GPU blocks in parallel is a terrible idea. If you think about what happends when you split wateflow accross 2 channels and the reason why we try to get the highest flowrate in loop, youll realize why.
There is NO PERFORMANCE REASON for turning the storm in any one direction. Convection heat transfer can only happen in still or quasi-still liquids. Ultra-turblulent flow @ 1+gpm through the tiny channels in a storm makes that whole argument risible, I'm afraid.
There is an advantage if you have a Rev. 1 stomr, in that bubbles tend to get trapped in the top part if outlet below inlet. This does not happen in Rev. 2 Storms.
There is also 0 measurable performance difference between different loop orders for end-users, because trying to make your loop comply to some idealized loop order will always screw you over.
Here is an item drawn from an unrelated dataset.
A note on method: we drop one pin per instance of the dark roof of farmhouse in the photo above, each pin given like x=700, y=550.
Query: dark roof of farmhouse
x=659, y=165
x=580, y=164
The 0.1c you could gain by putting the rad after the pump to shed those 9W of heat before the coolant hits the CPU gets overshadows by the 0.5c you gain from the extra tubing and bends. Not that you can measure anything like that with onboard sensors, and any temp difference less than 2-3c measured with onboard sensors can be safely attributed to ambient variations and whatnot, unless youre measure ambeint with a caled probe and run multiple samples and average the deltas.
Bottom line: Always use series, always go for the shortest loop with the least sharp bends and no kinks. Everything else is meaningless complication with no real effect on performance.